# For Sale- Beavertail Poling Skiff



## Capt. Lowtide (Jun 30, 2004)

http://2coolfishing.org/classifiedads/index.php?a=2&b=3463


----------



## d-donaghue (Oct 30, 2007)

that looks like a really good deal. if i hadn't already bought a gordon skiff i would probably be buying your boat..


----------



## bleb (Mar 6, 2008)

so what are you getting?

Vantage?

lol


----------



## Capt. Lowtide (Jun 30, 2004)

bleb said:


> so what are you getting?
> 
> Vantage?
> 
> lol


I'm getting out of the poling skiff guiding business.......if not this boat would be staying with me.

I'm considering the purchase of a much larger multi-purpose boat, to include ferrying kayaks and mini-poling skiffs to more remote areas


----------



## surfsideperson (Aug 22, 2005)

what do you consider a mini poling skiff


----------



## Capt.
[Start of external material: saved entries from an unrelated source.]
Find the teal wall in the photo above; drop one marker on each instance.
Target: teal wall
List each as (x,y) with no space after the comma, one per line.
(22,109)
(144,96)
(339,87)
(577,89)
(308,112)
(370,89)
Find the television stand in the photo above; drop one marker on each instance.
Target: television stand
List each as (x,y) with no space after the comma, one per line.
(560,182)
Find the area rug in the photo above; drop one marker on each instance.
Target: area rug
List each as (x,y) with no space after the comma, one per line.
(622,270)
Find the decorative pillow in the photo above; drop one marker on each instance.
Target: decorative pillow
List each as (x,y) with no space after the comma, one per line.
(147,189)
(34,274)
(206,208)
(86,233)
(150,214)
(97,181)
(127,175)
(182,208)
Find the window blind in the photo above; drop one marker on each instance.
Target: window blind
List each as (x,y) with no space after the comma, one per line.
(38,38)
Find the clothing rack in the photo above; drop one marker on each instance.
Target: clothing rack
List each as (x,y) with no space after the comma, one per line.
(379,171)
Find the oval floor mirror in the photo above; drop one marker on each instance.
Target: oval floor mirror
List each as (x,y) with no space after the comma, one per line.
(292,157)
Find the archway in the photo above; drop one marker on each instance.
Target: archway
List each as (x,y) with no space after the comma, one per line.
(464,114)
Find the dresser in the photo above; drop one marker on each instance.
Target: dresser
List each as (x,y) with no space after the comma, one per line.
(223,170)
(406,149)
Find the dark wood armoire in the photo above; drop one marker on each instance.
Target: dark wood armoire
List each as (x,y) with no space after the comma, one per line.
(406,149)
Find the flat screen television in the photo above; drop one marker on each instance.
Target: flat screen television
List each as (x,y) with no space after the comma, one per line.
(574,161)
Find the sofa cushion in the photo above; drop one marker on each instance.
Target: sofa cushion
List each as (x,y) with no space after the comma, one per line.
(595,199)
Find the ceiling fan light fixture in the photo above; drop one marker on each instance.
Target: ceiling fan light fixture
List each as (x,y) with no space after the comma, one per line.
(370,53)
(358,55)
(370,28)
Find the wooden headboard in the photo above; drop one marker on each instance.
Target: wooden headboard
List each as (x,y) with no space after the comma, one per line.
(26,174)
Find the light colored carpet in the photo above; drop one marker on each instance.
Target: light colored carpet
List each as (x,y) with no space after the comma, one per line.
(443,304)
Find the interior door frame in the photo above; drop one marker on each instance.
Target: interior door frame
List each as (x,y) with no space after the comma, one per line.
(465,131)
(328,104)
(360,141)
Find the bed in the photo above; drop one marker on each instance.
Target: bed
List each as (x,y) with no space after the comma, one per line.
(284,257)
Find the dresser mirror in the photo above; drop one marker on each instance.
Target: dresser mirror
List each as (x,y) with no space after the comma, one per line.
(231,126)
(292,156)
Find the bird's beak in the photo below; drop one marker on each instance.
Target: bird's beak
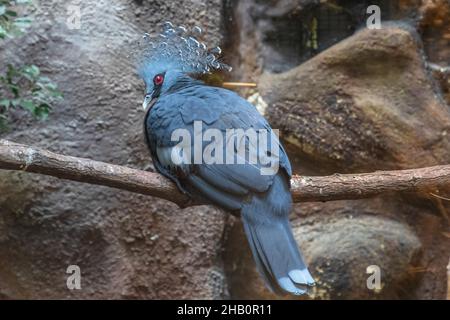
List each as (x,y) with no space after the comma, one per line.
(147,100)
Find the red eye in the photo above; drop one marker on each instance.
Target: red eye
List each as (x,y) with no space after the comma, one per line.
(158,80)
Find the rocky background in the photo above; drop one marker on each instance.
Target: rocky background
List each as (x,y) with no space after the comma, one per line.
(346,98)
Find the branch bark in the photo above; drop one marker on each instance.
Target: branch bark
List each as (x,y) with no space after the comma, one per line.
(20,157)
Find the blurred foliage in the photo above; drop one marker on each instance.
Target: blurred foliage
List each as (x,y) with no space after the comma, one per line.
(23,86)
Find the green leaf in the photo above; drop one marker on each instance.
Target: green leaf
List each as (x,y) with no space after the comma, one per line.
(11,13)
(32,70)
(28,105)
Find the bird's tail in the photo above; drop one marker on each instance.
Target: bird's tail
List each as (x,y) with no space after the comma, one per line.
(274,248)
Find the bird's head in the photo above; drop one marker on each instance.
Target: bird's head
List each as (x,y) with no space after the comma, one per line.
(167,61)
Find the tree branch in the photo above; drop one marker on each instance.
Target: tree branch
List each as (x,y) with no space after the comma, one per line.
(327,188)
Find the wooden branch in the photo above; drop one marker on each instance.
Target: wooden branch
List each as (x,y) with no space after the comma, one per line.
(327,188)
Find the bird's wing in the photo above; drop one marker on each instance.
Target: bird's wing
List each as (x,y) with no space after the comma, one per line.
(221,110)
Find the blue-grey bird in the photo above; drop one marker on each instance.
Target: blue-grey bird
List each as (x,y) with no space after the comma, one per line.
(175,100)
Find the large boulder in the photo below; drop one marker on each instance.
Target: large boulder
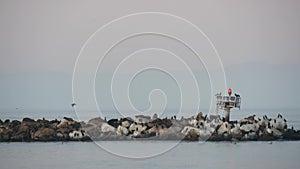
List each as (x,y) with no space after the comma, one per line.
(45,134)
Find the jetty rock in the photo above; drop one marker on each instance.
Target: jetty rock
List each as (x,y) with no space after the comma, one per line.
(199,127)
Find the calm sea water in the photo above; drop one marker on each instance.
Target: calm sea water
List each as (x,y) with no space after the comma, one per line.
(73,155)
(267,155)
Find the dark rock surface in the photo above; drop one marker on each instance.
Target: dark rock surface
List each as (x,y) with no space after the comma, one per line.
(195,128)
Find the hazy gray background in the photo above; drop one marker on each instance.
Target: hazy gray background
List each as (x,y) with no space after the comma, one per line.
(258,43)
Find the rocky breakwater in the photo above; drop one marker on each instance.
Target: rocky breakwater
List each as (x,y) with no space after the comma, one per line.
(195,128)
(41,130)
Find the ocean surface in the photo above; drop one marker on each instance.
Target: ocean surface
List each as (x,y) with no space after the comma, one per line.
(87,155)
(152,154)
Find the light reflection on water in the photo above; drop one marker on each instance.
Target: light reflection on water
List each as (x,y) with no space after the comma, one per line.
(73,155)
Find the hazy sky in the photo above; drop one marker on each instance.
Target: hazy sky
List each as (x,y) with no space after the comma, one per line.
(258,43)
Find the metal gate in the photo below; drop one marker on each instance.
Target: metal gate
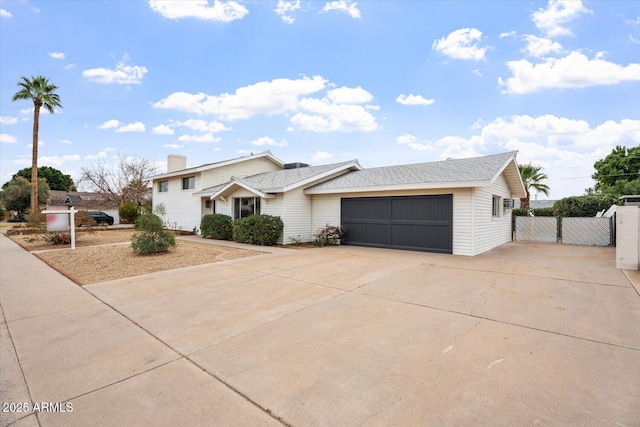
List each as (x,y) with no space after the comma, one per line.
(589,231)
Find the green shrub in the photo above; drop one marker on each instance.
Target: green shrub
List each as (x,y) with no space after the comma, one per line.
(577,206)
(152,237)
(536,212)
(258,229)
(216,226)
(128,213)
(329,235)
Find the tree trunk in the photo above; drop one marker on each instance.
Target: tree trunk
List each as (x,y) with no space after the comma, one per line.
(35,212)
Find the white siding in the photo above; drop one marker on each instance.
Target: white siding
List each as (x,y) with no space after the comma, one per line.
(183,209)
(326,210)
(297,216)
(489,232)
(223,174)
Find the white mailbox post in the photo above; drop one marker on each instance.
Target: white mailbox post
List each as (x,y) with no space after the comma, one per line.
(56,226)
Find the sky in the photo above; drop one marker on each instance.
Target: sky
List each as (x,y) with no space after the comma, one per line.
(384,82)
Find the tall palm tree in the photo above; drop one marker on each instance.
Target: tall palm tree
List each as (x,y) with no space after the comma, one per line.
(531,178)
(42,93)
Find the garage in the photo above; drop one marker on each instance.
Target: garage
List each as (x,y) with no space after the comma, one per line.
(421,223)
Lowtide (Jun 30, 2004)

surfsideperson said:


> what do you consider a mini poling skiff


Something small enough to transport with ease, less than 14' and under 200 lbs

Been thinking homemade to get light and effiecient, unless somebody has ideas on production boats available

anybody?


----------



## Backcast (Jul 22, 2005)

I think there is a website called microskiff.com . Might have to Google to get it specifically.

Joe


----------



## bslittle79 (May 24, 2004)

Native Watercrafts

I'd get the Ultimate 16. You could actually _sit_ in the back seat(elevated with a little homeade engineering) and paddle or pole your customers to redfish while they could sit and/or stand up to cast.

http://www.nativewatercraft.com/ult_16.cfm


----------